Gold- and associated ore minerals of the Waaikraal Deposit, northwest of Brits, Bushveld Complex
Verryn, Sabine M.C.; Merkle, Roland K.W.; Von Gruenewaldt, Gerhard
European Journal of Mineralogy Volume 3 Number 2 (1991), p. 451 - 466
published: Apr 18, 1991
manuscript accepted: Nov 15, 1990
manuscript received: Aug 20, 1990
ArtNo. ESP147050302014, Price: 29.00 €
Abstract The Waaikraal Gold Deposit 25 km northwest of Brits is a sill-like body of alternating layers and lenses of pyroxenite and magnetite-rich rock, hosted in sediments belonging to the Rayton Formation of the Transvaal Sequence.
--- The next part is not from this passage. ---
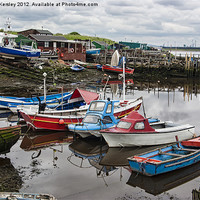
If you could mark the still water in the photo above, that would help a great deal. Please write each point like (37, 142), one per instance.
(88, 169)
The sediments are situated between the magnetite gabbros of the Upper Zone of the Bushveld Complex and the granites of the Lebowa Granite Suite. Two assemblages of ore minerals can be distinguished in the sill-like ore body, viz. (i) earlier pyrrhotite, pentlandite, pyrite, chalcopyrite and sphalerite and (ii) later safflorite, arsenopyrite, cobaltite, joseite, bismuthinite, native bismuth, chalcopyrite and gold. Apart from native gold, two gold bearing compounds, maldonite (Au2Bi) and CuAu3, were identified. Bismuth-bearing minerals are joseite-B (Bi4Te2S), bismuthinite (Bi2S3) and native bismuth. Safflorite varies in composition from loellingite to safflorite rich members with up to 8 mole per cent NiAs2. Cobaltite and arsenopyrite are the only sulfarsenides. The temperature range of formation of the ore minerals associated with the gold and the mode of occurrence of the gold as small grains and in veinlets suggest a hydrothermal origin of the gold. The concentration of PGE is very low. It is assumed that the gold, together with some PGE, was mobilized from the Upper Zone of the Bushveld Complex at the postmagmatic stage by hydrothermal fluids and was locally enriched in the roof of the Complex.